Meaning of “As Pure as the Driven Snow”
The phrase “as pure as the driven snow” means a person who is morally pure, innocent and innocent. During a snowstorm, the snow blows and never settles. Hence its called ‘driven snow’ as no one walked on it and it is pure. Hence, this phrase is commonly used to compare people who are good at heart. You may also compare a few objects using the phrase to describe its whiteness or purity.
Origin of “As Pure as the Driven Snow”
The phrase “as pure as the driven snow” seems to have been used by William Shakespeare for the first time in his play, The Winter’s Tale, where Autolycus used it as “Lawn as white as driven snow” and in Macbeth where Malcolm has used it referring to Macbeth that he “will seem as pure as snow.” Since then, it has become quite popular and is in constant use in literature.
Examples in Literature
Hamlet by William Shakespeare
Hamlet: “If thou dost marry, I’ll give thee this plague for thy dowry: be thou as chaste as ice, as pure as snow, thou shalt not escape calumny. Get thee to a nunnery, go; farewell. Or, if thou wilt needs marry, marry a fool; for wise men know well enough what monsters you make of them. To a nunnery, go; and quickly too. Farewell.” (Act III, Scene 1)
Hamlet speaks these lines to his beloved, Ophelia. He tells her that she should not marry him because he can never keep her happy. He uses this phrase “as pure as snow” to let her know that she is innocent at heart. Although Shakespeare has not used the word “driven” here, it means the same thing that Ophelia is too nice to marry Hamlet.
Polar Bear by King Charles
Cold white skin she’s as pure as an angel
A vision of a maiden with a touch of the devil
Cold hands upon you sink into your core
She’s pure as the driven snow I’m sure
She’s the anchor ‘round your neck when you try to swim
She’s a snake that
Leads you to the apple of sin
Sliding serpent, creature of hell
Many times she’s come for me, I know her well
This is one of the stanzas from the Polar Bear. He berates himself for thinking lasciviously about the girl who is pure like an angel and cool-headed. In this stanza, the poet praises her beauty using different similes among which this phrase is prominent. He calls her purity similar to an angel as well as “the driven snow.” In other words, the meanings of this phrase are that he considers the girl chaste and beautiful, having the power to corrupt him.
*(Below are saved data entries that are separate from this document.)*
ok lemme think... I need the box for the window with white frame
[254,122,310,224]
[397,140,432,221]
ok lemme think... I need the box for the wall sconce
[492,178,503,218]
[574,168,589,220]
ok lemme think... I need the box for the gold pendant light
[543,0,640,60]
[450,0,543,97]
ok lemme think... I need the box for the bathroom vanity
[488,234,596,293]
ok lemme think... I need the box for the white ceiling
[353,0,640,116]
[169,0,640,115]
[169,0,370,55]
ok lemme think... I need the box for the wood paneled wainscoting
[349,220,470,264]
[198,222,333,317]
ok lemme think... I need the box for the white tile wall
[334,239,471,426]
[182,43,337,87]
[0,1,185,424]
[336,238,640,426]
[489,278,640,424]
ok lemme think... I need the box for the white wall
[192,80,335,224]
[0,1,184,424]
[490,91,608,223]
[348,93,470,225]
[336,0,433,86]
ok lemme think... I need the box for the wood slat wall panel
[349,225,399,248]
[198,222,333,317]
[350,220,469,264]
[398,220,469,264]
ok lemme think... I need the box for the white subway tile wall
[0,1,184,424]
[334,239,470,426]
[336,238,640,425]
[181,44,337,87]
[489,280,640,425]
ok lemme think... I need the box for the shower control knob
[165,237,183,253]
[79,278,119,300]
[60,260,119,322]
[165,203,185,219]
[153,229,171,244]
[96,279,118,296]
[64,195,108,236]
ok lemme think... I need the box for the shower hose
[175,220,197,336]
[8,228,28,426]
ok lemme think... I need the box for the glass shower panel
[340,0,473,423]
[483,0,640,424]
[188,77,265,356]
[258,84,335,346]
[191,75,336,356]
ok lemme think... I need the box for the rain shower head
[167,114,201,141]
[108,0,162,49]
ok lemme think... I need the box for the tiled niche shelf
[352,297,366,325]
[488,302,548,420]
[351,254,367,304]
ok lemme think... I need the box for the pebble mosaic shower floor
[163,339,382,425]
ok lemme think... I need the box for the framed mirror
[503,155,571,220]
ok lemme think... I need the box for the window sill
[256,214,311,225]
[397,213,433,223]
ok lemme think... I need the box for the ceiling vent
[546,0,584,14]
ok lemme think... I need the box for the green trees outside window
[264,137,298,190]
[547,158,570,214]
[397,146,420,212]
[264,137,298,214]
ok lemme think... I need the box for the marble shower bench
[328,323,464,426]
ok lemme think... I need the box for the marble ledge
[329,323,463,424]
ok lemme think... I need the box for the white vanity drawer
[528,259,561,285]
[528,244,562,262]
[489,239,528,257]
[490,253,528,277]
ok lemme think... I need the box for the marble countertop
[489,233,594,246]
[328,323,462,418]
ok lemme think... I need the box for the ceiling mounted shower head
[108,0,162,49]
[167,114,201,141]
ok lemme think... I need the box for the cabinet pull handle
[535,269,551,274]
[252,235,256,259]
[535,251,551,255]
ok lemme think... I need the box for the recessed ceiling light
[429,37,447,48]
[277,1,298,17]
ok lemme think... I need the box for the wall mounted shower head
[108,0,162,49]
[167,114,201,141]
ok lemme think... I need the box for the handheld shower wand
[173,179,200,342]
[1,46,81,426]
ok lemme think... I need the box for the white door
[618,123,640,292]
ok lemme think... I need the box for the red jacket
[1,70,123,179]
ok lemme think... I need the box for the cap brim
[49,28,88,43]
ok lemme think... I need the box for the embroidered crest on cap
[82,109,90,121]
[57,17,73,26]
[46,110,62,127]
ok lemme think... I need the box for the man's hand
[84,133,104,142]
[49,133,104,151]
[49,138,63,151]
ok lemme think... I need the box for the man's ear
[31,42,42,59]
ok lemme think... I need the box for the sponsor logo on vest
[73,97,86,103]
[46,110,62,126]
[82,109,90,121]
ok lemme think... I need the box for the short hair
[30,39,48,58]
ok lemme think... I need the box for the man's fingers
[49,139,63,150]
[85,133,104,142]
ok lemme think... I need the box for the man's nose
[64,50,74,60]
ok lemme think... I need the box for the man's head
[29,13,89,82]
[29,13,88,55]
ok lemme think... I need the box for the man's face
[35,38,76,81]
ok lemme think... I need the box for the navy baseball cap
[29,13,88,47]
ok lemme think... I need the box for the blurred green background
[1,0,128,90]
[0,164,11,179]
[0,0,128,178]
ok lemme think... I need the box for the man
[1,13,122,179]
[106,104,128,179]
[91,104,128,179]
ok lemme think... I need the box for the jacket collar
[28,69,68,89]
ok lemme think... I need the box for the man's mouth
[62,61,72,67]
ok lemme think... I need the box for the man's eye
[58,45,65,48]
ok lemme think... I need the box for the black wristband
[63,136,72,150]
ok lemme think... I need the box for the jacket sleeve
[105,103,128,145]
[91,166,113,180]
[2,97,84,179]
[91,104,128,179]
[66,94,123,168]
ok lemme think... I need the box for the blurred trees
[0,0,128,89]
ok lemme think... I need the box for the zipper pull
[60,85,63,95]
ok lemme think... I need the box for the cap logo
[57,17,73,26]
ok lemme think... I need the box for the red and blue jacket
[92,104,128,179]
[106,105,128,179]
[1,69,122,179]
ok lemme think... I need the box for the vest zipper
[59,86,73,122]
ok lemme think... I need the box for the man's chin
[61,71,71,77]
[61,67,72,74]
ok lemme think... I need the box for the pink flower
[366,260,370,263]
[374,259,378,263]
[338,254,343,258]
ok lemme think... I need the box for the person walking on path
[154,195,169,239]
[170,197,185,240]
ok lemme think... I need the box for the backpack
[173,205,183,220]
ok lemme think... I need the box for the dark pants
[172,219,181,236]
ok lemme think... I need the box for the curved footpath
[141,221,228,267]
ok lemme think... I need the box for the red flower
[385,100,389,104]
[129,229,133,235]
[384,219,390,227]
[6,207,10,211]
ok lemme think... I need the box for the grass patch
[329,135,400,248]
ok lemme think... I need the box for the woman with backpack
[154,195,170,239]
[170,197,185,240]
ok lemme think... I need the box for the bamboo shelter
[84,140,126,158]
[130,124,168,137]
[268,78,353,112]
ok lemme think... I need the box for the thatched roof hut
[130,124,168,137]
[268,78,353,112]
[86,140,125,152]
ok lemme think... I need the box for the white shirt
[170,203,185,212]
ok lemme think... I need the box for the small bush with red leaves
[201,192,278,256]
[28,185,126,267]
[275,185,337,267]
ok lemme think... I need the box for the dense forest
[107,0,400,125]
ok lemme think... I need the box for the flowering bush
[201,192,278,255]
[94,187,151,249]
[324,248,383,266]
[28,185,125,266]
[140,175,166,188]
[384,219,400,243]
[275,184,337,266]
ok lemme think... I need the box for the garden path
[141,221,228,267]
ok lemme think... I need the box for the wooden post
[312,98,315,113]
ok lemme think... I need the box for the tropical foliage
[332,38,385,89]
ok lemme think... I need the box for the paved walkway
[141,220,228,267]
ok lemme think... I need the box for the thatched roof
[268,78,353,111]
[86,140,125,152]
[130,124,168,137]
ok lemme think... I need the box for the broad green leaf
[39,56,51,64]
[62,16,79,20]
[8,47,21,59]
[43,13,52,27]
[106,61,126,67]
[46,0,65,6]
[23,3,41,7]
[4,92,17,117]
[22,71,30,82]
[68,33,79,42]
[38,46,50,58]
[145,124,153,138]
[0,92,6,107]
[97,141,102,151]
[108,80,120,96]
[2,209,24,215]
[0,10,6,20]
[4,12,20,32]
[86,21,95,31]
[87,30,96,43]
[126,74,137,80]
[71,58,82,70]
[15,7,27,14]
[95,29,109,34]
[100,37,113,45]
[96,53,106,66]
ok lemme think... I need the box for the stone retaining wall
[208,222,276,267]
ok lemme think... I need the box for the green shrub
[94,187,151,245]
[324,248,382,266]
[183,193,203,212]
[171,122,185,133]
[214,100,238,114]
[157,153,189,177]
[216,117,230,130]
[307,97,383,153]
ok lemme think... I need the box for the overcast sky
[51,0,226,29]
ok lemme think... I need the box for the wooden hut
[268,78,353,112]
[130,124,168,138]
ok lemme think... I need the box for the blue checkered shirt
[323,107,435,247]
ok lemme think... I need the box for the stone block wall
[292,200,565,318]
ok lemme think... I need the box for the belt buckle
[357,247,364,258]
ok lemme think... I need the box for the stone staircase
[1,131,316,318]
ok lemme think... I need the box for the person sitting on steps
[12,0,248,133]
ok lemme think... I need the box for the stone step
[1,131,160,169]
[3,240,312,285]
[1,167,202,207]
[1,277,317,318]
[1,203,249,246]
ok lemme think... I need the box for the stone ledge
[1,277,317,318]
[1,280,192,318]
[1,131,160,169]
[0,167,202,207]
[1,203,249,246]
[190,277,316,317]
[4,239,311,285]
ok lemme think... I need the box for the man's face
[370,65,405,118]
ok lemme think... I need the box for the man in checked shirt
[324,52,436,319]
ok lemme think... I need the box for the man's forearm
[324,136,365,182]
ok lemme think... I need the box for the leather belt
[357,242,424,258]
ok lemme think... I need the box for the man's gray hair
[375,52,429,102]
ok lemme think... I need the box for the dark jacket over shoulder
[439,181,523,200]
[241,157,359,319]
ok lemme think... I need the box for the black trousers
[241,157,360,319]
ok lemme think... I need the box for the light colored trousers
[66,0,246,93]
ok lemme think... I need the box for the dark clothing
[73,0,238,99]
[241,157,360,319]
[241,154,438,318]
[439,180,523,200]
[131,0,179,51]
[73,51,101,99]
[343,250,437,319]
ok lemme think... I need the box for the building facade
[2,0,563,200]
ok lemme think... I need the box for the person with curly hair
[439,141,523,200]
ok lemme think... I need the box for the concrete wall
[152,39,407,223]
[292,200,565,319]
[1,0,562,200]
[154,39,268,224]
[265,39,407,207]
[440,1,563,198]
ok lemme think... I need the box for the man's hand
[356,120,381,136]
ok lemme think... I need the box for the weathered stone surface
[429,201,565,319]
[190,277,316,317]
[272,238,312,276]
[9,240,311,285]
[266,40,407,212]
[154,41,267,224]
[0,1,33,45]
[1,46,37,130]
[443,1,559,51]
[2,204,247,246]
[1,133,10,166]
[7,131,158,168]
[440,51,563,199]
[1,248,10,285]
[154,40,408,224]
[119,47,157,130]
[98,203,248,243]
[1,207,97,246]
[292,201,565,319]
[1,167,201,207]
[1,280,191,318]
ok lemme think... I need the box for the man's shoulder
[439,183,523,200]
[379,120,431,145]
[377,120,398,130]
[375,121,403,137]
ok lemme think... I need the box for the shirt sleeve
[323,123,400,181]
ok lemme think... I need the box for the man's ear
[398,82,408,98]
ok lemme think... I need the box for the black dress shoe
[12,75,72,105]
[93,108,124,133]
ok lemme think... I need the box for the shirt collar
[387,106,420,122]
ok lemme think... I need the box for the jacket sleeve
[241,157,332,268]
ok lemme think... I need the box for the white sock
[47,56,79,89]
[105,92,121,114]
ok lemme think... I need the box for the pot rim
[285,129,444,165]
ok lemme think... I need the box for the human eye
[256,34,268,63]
A Wandering Jew by Shelley
Lo! Four fair nuns to the alter draw near,
With solemn footstep, as while
A fainting novice they bear –
The roses from her cheek are fled,
But there the lily reigns instead’
Light as a sylph’s, her form confest,
Beneath the drapery of her vest,
A perfect grace and symmetry;
Her eyes, with rapture form’d to move,
To melt with tenderness and love,
Or beam with sensibility,
To Heaven were raised in pious prayer,
A silent eloquence of woe;
Now hung the pearly tear-drop there,
Sate on her cheek and fix’d despair;
And now she beat her bosom bare,
As pure as the driven snow.
The above lines are about the sorrowful situation of the nuns and apprentice nuns among them. According to the poet, the young girl who just began their lives and appear quite terrified. She tries to hide her feelings. The poet compares her innocence as pure as the driven snow. This means the young girl is very fair and pure.
Dark Bureau by Earnest Dudley
Lewis Hull compressed his mouth in a tight line of impatience. Rex Bolt always took such a hell of a time to get to the point. No use trying to hurry him, though. He had to let the blither to tell his story his way.
“It was when I was sharing an office with Phil Gresham. He was writing with me then, and we shared and office and a secretary. All pure as driven snow, of course. Sharing the secretary, I mean.” He paused to allow Hull to laugh, and then slightly deflated went on. “One day Phil didn’t show up, and no one knew where he’d got to. You know what a vague character he was –.”
The novel is about an operation of the Scotland Yard against the criminal gangs in Europe. Working in its office called the Dark Bureau, Lewis Hull takes account of his working colleagues. He tells of Rex is always slow and Phil Gresham who sits with him with a beautiful secretary, who is as “pure as driven snow.” In other words, he means that the secretary is very beautiful as well as chaste.
Examples in Sentences
Example #1: “My mummy bought brand new curtains for the hall. The color white is as pure as the driven snow. I will have to keep my little brother away from staining it.”
Example #2: “Anna looks as pure as the driven snow in that new prom dress. She is also a very kind person.”
Example #3: “Children can be brutally honest when someone asks them life-related questions because they are as pure as the driven snow.”
Example #4: “Once upon a time all the land were as pure as the driven snow. Then the humans came along and polluted it.”
Example #5: “A few people sound as pure as the driven snow when they speak. However, they are not always honest.”